Where have you come across the word “market impact”: It is the common word for large investors whenever they decide to open a trade by moving an amount. An example of this can be a trader noticing another trader for placing an order limit to sell a large volume of assets and choosing to short sell their stocks as a result.
What is Market Impact?
In the monetary market, market impact refers to the effect caused by a market participant on buying or selling an asset or security. It is the extent to which selling or purchasing moves the rates against the seller or buyer, i.e., downward while selling an asset and upward while buying an asset.
The term market impact is nearly related to market liquidity. In many cases, both these terms work hand in hand. For large investors, the market impact and financial institution are essential and vital terms. They consider them before carrying out any investment between or within the commercial market.
If the value of money that is being moved is higher than the relative turnover; then impact would be several percentages. In this case, the impact should be assessed along with the other transaction cost (buying and selling cost).
The market impact is not only because of price movements that tempt other traders to sell and buy assets but also because the professional investor seeks knowledge from large traders and trade the same active group.
Some financial instruments have meagre transaction costs. The cost is so low that they gain from small price movements, that the majority of traders do not consider relevant. The monetary institution that is trying to manage its market impact requires to limit the speed of its activity (activity should be below one-third of daily turnover) to avoid disrupting prices.
Market Impact Cost
Market impact cost is the degree of market liquidity which indicates the amount faced by an investor of a security or index. It is a type of transaction costs. It also reflects the additional cost that a trader has to pay in addition to the initial price due to market slippage.
Measuring Market Impact
Various methods can measure the market impact, but the most simple and frequently used way is Kyle’s Lambda.
The word Kyle’s lambda is derived from a famous paper by Pete Kyle (deals with topics on market microstructure).

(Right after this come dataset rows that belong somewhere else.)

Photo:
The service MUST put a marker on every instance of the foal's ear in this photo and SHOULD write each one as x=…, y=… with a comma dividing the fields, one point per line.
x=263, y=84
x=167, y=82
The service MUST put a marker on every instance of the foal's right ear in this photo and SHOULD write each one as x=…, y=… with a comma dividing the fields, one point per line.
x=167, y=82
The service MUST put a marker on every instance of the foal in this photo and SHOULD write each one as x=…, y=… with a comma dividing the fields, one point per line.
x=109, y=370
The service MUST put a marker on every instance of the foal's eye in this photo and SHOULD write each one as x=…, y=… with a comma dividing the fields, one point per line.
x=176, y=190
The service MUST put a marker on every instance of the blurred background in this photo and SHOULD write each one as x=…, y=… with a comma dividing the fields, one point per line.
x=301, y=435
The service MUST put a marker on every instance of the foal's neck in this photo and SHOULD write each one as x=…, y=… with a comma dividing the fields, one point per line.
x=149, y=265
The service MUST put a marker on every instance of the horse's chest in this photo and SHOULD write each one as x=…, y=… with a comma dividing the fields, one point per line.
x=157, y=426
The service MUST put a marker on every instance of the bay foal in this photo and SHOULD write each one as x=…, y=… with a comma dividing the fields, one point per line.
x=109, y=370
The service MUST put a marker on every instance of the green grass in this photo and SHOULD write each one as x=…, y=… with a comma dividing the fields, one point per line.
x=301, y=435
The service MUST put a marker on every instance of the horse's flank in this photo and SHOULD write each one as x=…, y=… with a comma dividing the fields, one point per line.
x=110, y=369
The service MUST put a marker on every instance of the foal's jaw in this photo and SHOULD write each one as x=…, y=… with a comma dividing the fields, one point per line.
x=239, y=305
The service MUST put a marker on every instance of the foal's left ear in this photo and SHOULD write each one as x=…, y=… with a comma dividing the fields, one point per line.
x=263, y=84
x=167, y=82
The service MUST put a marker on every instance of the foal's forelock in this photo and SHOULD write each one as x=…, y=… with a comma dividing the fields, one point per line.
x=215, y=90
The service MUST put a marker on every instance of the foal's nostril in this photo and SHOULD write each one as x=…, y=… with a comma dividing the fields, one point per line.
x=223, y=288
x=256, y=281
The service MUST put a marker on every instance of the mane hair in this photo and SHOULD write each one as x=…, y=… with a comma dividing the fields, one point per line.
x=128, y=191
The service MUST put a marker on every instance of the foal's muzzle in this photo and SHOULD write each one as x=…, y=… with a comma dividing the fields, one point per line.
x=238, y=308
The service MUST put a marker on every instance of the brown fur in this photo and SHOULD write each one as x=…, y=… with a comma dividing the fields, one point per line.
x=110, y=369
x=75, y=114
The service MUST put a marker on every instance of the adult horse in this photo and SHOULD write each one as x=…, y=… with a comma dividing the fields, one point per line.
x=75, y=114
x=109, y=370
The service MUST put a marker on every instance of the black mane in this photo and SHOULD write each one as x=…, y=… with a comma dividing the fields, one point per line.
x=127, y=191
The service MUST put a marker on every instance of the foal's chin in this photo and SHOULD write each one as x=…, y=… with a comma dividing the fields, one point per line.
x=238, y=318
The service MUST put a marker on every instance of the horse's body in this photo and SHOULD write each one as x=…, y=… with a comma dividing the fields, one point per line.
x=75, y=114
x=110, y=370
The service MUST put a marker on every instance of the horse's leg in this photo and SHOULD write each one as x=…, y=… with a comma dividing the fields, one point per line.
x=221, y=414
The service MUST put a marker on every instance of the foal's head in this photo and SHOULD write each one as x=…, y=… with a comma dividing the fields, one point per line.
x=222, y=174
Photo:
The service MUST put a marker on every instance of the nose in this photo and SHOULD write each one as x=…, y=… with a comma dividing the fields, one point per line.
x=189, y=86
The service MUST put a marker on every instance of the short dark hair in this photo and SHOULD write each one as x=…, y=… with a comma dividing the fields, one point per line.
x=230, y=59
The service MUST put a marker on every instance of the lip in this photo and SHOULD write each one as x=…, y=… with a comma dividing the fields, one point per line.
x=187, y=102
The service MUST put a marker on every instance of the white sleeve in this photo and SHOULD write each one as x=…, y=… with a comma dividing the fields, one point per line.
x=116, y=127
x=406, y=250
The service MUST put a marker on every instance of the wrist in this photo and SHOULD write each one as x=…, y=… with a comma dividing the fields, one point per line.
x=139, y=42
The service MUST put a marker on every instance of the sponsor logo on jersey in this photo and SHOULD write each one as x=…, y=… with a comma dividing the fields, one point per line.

The rate of change of trade price with respect to volume gives us the impact rate (considering a short period). The volume includes the turnover or the number of stocks traded. On calculating the impact, it is seen that a highly liquid share is the one that undergoes a small price change for the provided level of the trading volume.
Challenges For Microcap Traders
Characteristics of nanocap and microcap are that they have a comparatively low stock price, less daily volume and relatively limited float. These shares are sensitive and extremely volatile to large cost swings because they have limited float and are not traded frequently.
Microcap investors usually trade in and out positions with a vast lot of stocks to make fast money on uncertain events. And here lies a problem which many microcaps traders face. There is a shortage of stocks resulting because of large block orders, limited float availability and a thin volume of trade.